Neurology is different today. Neurologists still carry black bags and tap, tickle, and test, but their bedside diagnosis has been supplemented by diagnostic tools such as MRI that make the paraphernalia inside those bags look like dowsing rods. And neurologists have an ever-expanding armamentarium of pharmaceuticals to treat even the most refractory migraine headaches (p. 36) and seizure disorders (p. 46). When drugs for neurological conditions fail, neurosurgeons can step in, probing the electrical centers of the brain to find the lesion and using deep-brain stimulation to treat it and put a concert violinist back in his orchestra chair (p. 8). In today’s neurology, there is treatment after diagnosis, and patients can live better, more productive lives.

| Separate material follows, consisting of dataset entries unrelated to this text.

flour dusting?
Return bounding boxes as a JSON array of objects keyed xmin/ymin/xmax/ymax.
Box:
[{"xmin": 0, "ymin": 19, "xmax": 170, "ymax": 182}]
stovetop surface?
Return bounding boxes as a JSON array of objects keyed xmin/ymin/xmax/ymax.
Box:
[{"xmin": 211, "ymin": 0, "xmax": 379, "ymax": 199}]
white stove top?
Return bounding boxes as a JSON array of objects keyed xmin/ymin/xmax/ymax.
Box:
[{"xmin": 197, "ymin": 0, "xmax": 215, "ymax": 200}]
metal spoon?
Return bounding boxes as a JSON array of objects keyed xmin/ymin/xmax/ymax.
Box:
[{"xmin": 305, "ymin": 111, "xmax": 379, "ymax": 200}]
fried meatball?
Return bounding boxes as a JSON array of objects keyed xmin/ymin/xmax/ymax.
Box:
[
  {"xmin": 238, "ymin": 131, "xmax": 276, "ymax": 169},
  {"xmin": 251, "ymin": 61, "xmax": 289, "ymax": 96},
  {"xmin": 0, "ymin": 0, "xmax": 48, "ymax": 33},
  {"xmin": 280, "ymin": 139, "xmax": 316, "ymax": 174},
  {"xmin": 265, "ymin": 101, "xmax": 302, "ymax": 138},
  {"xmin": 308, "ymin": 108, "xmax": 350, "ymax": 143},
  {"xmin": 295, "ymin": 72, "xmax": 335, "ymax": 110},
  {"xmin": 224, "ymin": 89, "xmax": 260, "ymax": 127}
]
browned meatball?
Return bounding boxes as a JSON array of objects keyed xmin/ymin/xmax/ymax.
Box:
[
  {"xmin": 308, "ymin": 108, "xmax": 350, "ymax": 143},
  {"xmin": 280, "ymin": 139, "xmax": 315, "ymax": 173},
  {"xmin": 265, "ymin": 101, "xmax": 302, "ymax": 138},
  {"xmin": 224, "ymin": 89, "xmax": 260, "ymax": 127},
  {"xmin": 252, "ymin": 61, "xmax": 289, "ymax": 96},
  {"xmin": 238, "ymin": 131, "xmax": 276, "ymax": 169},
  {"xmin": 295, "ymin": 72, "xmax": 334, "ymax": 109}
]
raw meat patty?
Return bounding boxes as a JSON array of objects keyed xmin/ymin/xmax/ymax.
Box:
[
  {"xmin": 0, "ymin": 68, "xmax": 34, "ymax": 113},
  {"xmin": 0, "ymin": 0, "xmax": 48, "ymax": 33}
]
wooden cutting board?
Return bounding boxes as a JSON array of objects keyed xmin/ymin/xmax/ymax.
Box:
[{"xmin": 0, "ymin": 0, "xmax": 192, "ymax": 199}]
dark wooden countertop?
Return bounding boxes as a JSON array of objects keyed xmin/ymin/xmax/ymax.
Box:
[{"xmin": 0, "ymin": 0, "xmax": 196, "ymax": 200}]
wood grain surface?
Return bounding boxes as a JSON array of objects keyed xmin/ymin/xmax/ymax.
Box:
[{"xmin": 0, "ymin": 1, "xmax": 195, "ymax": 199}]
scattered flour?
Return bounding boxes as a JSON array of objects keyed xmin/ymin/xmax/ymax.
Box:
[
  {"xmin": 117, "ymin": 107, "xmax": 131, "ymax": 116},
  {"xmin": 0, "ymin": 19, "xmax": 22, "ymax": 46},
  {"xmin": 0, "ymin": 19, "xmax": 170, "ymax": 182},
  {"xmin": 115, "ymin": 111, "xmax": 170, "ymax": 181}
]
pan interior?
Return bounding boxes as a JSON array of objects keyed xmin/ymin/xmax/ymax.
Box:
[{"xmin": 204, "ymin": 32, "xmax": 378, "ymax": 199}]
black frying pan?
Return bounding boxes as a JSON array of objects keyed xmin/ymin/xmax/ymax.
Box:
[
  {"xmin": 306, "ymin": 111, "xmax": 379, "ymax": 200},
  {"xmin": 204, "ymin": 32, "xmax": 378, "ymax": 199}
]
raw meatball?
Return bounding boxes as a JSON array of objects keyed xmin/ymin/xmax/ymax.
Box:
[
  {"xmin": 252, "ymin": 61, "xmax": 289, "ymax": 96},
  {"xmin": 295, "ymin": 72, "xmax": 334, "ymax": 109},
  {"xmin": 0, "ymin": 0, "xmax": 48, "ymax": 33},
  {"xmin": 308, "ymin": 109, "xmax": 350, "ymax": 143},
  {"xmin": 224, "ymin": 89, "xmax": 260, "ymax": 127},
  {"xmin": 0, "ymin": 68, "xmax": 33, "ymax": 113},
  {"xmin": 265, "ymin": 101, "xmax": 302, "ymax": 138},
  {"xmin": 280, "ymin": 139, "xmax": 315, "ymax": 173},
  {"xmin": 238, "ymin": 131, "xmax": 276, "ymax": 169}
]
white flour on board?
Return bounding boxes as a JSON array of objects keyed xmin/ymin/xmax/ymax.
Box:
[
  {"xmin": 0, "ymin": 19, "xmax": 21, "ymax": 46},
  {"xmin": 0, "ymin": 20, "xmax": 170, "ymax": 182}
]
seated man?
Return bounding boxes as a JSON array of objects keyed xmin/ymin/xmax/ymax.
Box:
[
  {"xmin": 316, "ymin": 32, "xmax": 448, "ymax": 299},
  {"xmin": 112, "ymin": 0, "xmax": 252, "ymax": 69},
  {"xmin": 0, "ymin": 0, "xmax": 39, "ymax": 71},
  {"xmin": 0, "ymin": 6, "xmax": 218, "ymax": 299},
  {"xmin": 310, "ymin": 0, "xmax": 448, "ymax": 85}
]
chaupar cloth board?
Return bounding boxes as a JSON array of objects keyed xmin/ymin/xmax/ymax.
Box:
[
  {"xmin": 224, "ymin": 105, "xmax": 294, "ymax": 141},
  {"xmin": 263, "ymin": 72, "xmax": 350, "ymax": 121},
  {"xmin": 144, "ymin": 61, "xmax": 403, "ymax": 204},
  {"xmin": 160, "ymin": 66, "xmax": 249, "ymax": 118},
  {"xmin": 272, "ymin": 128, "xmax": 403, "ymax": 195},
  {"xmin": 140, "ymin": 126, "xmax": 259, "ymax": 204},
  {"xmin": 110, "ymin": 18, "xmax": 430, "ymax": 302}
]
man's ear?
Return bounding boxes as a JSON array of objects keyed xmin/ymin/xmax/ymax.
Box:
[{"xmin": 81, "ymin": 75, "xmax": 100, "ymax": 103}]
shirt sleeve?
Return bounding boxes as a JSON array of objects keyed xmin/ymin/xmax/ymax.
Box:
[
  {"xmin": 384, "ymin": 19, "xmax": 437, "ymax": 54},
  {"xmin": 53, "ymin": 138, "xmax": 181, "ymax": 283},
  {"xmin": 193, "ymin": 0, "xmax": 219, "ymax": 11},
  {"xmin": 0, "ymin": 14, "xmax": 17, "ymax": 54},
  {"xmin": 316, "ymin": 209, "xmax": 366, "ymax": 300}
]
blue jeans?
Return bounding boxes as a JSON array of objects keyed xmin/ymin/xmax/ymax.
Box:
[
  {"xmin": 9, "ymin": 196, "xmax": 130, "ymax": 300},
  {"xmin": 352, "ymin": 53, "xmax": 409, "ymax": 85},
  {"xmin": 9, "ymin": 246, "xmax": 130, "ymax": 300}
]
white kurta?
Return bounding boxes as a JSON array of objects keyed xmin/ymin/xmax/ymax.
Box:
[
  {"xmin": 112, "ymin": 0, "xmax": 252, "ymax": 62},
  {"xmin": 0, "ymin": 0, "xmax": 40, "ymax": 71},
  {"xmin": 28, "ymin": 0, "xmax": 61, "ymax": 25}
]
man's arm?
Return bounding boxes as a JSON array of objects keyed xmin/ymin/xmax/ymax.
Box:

Neurology patients still visit physical therapists, and, in fact, the benefits of physical exercise are being rediscovered (pp. 6, 22). Putting Parkinson’s patients on bicycles or having them engage in other forms of exercise can slow the progression of the disease and add months, if not years, of functional life. Indeed, recent evidence suggests that exercise expands not just biceps and quads, but minds as well.

Like many specialties, neurology is at risk of being swamped by the technical. White densities clearly delineated on an MRI are cleaner, more objective proof of disease than an exaggerated reflex or decreased position sense. Why even open the black bag when one picture can tell the whole story? Why even listen to the patient’s history, laden with missing details and irritating repetition, when all that matters is finding the lesion? Part of the answer is that there’s a human behind that hazy memory who needs more than just technicians to help her. Another part is that if we lose our sense of medicine as an art, we lose some of the richness and fun of what it means to practice.

Magicians wear lots of different costumes. Minnesota Orchestra associate concertmaster Roger Frisch certainly wouldn’t give back the technical marvel implanted by neurosurgeons at Mayo Clinic that brought back his virtuosic violin playing. But we still need those wily, magical clinicians striding into patients’ rooms with their mysterious, and very useful, black bags.